What Does Bayonet Neill-Concelman Connector Mean?
The Bayonet Neill-Concelman Connector (BNC connector) is a type of coaxial RF (Radio frequency) electrical connector that is used in place of coaxial connectors.
A BNC connector connects various radio frequencies up to 3GHz and voltages under 500V DC and are used in electronic architectures such as audio, video and networking. BNC is also used in avionics and high grade analog communications test equipment due to its low-signal-loss architecture. Co-axial ethernet cabling is nearly always terminated with BNC connectors.
Techopedia Explains Bayonet Neill-Concelman Connector
The BNC connector got its name from its bayonet mount locking device and its inventors, Paul Neill of Bell Labs and Carl Concelman of Amphenol Corporation. Its close-fitting connection uses a mount comparable to a knife (bayonet) that is attached onto the end of a rifle.
The basis for the BNC connector occurred as a result of the work done by Octavio M. Salati of Hazeltine Electronics Corporation, who invented a connector for coaxial cables that reduced wave reflection/loss by connecting across the radial surface of the cable and not a terminated cross-section which suffers signal degradation through reflection at a flat cable end.

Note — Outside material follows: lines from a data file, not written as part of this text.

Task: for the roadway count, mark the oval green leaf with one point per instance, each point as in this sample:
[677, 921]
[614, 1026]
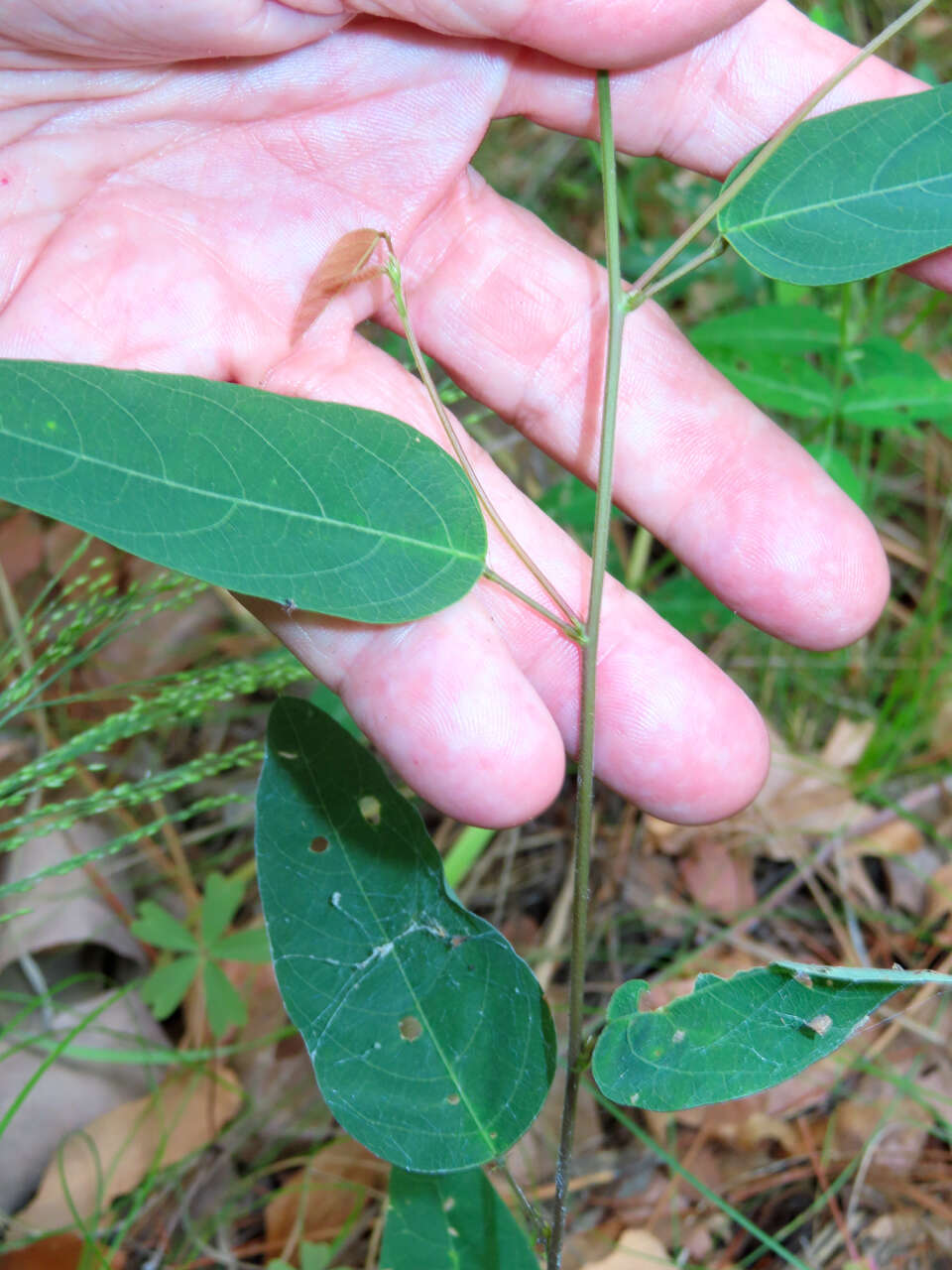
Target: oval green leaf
[429, 1037]
[734, 1037]
[851, 193]
[897, 402]
[451, 1223]
[331, 508]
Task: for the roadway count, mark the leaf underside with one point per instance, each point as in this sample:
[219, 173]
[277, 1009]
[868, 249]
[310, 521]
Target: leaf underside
[454, 1222]
[429, 1037]
[734, 1037]
[333, 508]
[851, 193]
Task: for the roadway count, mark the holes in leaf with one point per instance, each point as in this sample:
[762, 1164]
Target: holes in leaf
[411, 1028]
[370, 808]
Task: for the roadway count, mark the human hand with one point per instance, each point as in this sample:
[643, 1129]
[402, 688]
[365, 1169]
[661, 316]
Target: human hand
[164, 212]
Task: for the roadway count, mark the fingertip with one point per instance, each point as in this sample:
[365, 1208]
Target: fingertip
[674, 734]
[449, 710]
[849, 584]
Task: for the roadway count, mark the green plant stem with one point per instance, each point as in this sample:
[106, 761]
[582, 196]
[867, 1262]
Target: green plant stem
[839, 371]
[728, 193]
[584, 810]
[572, 631]
[717, 248]
[470, 843]
[638, 558]
[393, 270]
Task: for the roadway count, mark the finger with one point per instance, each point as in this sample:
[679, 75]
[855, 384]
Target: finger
[707, 108]
[518, 318]
[475, 705]
[594, 33]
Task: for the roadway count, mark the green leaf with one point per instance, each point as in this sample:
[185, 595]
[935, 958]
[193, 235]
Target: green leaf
[897, 975]
[166, 987]
[785, 384]
[839, 466]
[330, 702]
[158, 928]
[222, 899]
[429, 1037]
[324, 506]
[451, 1223]
[731, 1037]
[222, 1001]
[249, 945]
[769, 329]
[897, 402]
[851, 193]
[881, 356]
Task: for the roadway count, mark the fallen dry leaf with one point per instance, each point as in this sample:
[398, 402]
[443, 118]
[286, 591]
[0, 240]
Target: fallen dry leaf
[119, 1148]
[21, 545]
[324, 1196]
[636, 1250]
[58, 1252]
[347, 262]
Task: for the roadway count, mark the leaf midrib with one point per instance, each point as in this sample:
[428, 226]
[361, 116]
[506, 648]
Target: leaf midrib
[167, 483]
[746, 226]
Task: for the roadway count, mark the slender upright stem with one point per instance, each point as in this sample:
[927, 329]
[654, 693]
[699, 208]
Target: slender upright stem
[730, 191]
[584, 810]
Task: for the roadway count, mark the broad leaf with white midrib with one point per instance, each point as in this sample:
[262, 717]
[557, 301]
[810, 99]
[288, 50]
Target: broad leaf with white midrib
[429, 1037]
[336, 509]
[851, 193]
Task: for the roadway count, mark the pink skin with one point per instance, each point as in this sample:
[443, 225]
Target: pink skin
[164, 211]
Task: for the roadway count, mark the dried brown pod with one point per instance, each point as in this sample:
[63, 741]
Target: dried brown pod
[347, 262]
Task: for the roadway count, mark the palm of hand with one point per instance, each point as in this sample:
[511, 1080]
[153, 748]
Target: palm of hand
[171, 220]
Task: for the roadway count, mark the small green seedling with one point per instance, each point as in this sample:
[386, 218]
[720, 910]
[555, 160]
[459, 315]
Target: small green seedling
[198, 955]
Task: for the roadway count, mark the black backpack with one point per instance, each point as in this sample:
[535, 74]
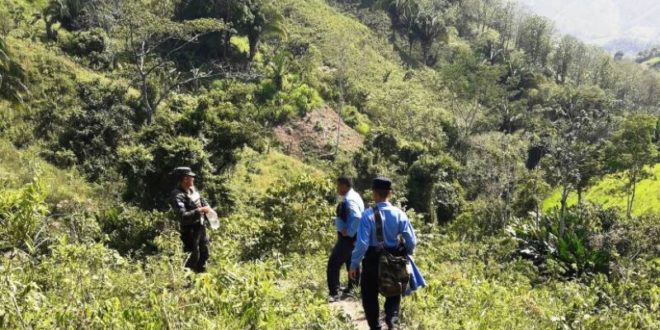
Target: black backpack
[393, 270]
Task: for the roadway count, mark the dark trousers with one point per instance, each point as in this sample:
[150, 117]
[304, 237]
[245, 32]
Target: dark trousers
[369, 286]
[196, 243]
[340, 255]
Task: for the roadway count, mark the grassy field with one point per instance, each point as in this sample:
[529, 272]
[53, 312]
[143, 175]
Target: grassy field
[610, 192]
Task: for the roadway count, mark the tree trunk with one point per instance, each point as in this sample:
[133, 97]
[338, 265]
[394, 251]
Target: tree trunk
[562, 212]
[631, 194]
[579, 191]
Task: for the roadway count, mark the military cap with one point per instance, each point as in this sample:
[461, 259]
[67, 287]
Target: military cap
[381, 183]
[345, 179]
[182, 171]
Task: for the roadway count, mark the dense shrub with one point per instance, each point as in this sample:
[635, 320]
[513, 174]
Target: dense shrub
[586, 246]
[297, 217]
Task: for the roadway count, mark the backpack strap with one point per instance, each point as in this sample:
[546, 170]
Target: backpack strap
[379, 226]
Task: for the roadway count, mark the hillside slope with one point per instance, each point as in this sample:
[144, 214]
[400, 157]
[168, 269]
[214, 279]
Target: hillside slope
[610, 192]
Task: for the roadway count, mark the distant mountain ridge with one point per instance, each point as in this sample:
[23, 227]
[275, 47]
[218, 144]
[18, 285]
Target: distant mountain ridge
[616, 25]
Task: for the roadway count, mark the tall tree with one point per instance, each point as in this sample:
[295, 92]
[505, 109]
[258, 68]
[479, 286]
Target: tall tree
[65, 12]
[535, 38]
[151, 42]
[580, 125]
[429, 28]
[632, 149]
[12, 76]
[266, 21]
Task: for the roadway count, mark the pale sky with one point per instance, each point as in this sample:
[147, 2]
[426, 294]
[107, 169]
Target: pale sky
[602, 21]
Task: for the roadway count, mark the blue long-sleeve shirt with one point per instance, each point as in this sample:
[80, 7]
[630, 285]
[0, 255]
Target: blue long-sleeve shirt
[355, 206]
[395, 223]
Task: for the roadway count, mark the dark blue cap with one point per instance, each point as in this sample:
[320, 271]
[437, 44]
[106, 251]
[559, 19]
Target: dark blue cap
[182, 171]
[382, 183]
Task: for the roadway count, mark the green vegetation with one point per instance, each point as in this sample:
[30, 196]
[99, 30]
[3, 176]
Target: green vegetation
[528, 163]
[611, 193]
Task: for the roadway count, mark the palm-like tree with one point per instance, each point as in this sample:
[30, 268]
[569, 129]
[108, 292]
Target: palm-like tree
[65, 12]
[428, 28]
[402, 15]
[266, 22]
[12, 76]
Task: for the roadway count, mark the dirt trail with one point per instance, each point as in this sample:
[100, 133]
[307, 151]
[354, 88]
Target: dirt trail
[353, 309]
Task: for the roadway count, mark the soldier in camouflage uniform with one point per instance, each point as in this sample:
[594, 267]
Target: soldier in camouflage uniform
[191, 209]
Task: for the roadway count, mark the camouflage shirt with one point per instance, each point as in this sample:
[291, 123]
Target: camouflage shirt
[185, 205]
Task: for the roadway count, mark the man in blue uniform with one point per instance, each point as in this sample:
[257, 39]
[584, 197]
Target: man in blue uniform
[399, 237]
[191, 209]
[349, 213]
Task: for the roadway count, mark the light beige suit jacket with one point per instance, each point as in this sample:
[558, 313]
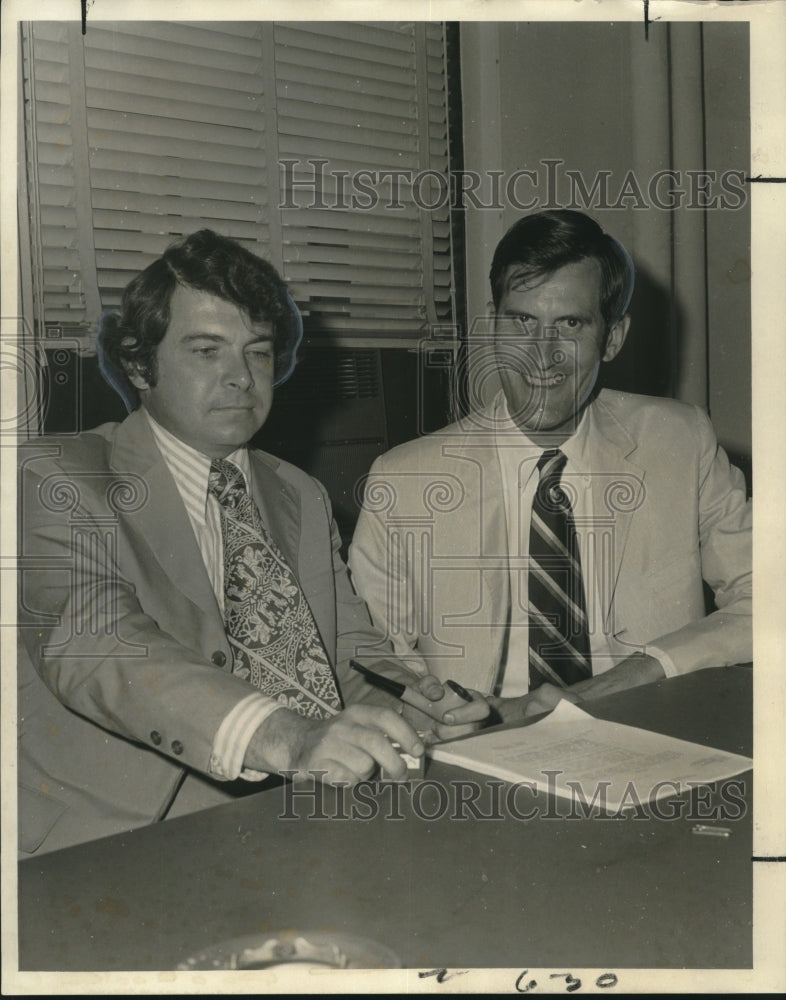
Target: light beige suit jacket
[430, 551]
[124, 666]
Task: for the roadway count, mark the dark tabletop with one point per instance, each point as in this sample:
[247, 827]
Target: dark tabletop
[472, 886]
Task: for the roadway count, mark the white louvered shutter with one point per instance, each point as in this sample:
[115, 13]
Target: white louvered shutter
[139, 133]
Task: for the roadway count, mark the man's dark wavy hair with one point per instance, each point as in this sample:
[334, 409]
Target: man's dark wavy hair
[128, 340]
[546, 241]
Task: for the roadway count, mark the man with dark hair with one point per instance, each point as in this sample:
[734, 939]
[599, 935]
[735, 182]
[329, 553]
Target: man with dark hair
[185, 610]
[553, 543]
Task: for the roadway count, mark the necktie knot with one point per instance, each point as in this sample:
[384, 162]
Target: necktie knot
[225, 482]
[550, 493]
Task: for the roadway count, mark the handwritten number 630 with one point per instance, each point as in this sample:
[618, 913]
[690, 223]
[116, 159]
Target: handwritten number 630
[604, 982]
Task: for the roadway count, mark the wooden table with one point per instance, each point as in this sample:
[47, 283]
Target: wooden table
[454, 890]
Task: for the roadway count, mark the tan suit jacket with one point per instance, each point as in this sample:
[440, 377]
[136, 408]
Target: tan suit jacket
[430, 551]
[124, 666]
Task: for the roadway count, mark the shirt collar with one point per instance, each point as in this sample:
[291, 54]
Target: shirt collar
[575, 448]
[191, 468]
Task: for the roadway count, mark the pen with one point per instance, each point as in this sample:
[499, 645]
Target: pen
[435, 709]
[711, 831]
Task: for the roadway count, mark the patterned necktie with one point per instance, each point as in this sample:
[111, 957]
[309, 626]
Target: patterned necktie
[558, 640]
[273, 635]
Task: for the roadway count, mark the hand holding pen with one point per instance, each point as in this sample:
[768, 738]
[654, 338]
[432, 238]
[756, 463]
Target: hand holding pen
[455, 710]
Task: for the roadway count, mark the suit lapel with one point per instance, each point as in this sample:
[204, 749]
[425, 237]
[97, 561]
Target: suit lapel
[162, 520]
[617, 489]
[484, 525]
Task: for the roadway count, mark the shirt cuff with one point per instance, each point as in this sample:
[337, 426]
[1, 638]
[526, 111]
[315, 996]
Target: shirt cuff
[669, 667]
[234, 735]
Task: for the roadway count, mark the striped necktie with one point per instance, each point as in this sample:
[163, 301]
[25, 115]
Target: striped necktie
[558, 640]
[270, 627]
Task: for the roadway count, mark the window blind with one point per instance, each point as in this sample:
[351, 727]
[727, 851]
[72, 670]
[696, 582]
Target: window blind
[138, 133]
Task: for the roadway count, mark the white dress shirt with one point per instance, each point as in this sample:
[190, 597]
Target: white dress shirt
[190, 470]
[518, 458]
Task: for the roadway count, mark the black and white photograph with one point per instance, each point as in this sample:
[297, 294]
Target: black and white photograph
[385, 604]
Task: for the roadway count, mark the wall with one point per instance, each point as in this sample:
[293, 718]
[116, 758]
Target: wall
[599, 97]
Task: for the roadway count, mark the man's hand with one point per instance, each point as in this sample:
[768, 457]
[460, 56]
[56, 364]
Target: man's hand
[348, 747]
[631, 672]
[456, 721]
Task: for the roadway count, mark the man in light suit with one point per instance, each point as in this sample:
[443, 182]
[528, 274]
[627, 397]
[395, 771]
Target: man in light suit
[442, 549]
[126, 679]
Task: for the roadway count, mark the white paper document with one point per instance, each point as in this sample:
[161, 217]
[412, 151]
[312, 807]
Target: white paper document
[570, 752]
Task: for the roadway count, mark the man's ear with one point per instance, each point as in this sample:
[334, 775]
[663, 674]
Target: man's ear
[133, 370]
[136, 378]
[616, 338]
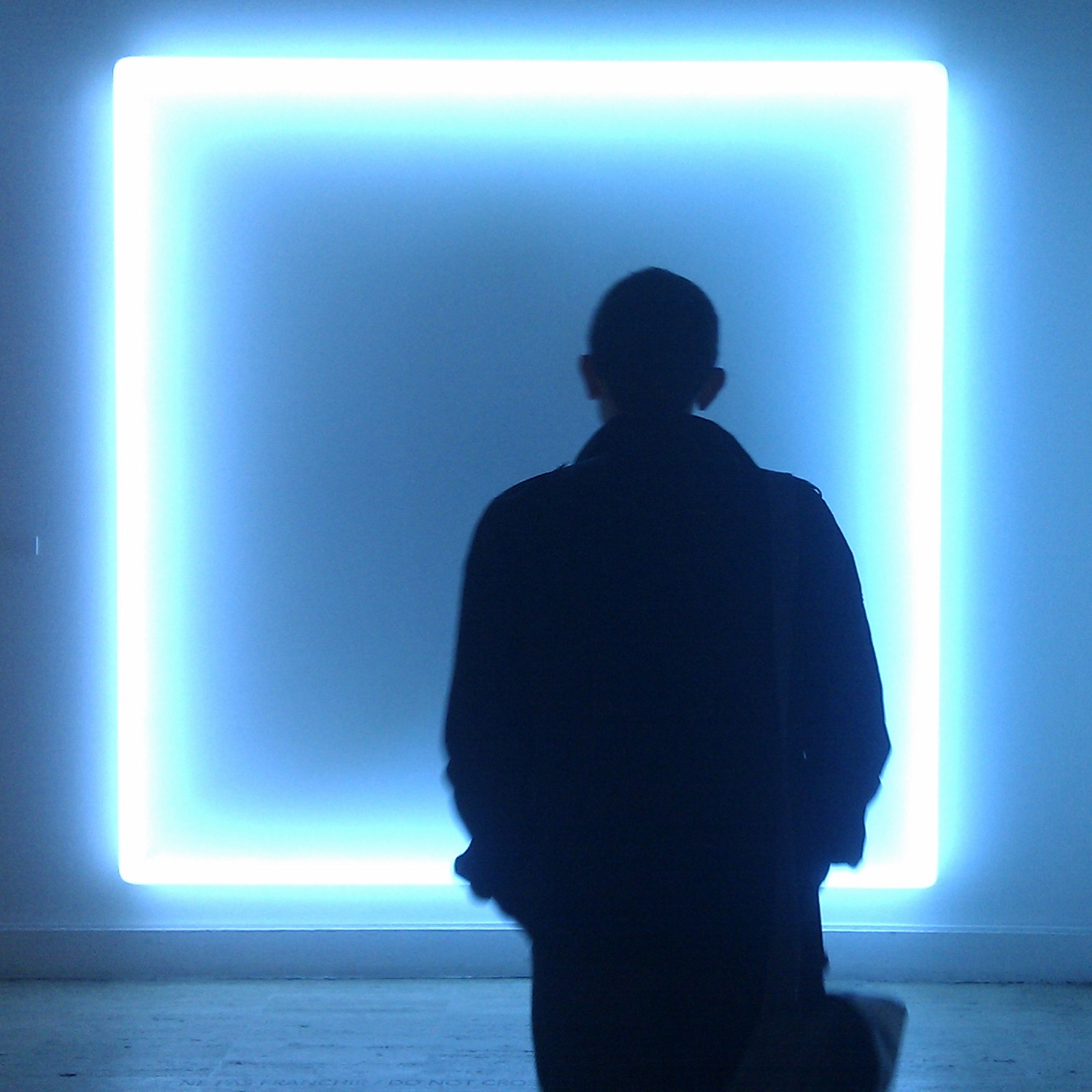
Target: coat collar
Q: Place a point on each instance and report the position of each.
(664, 436)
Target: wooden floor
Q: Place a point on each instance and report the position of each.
(458, 1034)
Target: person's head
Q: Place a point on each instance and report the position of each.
(652, 346)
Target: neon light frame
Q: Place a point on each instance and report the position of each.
(145, 84)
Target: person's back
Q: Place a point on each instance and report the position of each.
(612, 726)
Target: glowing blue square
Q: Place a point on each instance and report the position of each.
(719, 103)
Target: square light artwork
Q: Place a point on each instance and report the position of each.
(172, 118)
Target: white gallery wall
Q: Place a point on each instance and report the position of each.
(318, 509)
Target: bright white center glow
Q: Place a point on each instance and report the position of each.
(515, 97)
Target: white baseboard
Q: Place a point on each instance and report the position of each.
(875, 955)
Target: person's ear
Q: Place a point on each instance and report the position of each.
(711, 388)
(592, 382)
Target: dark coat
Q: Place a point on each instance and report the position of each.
(611, 728)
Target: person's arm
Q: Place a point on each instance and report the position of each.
(480, 730)
(837, 697)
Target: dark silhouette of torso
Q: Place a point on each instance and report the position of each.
(612, 726)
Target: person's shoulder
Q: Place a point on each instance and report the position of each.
(805, 491)
(532, 489)
(531, 497)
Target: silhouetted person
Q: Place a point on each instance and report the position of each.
(612, 728)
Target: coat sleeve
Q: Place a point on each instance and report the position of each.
(837, 696)
(485, 760)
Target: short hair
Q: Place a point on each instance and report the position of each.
(654, 340)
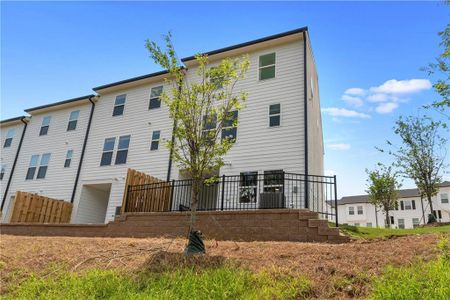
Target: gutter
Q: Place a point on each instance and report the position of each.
(305, 114)
(83, 150)
(14, 163)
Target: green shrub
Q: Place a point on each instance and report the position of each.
(218, 283)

One of the benefits of the BNC connector is its close-fitting connection. The connection is locked by the BNC male connector that has a pin that fits into the main conducting wire. It is then secured in place with an external ring that turns to a locked position.
A BNC connector can be connected to various types of coaxial cables and typically uses voltages below 500 volts and frequencies below 3 GigaHertz.
The BNC connector is often used with thin Ethernet networks on network cards and cable interconnections that have a 10BASE-2 coaxial cable. It is also used for many types of signal connections like:
- Serial digital interface and analog signals
- High-tech video networks
- Amateur radio antenna connections
- Electronic test equipment
- Aviation electronics or avionics
The BNC connector is widely used in electronics although it is being superseded by the LEMO 00 mini-connector that handles higher densities. The HD-BNC connector and the DIN 1.0/2.3 also allow higher density in video broadcasting.
There is also a threaded version of the BNC connector called the threaded Neill-Concelman (TNC) connector. This connector allows higher frequencies than the BNC connector into the microwave bands.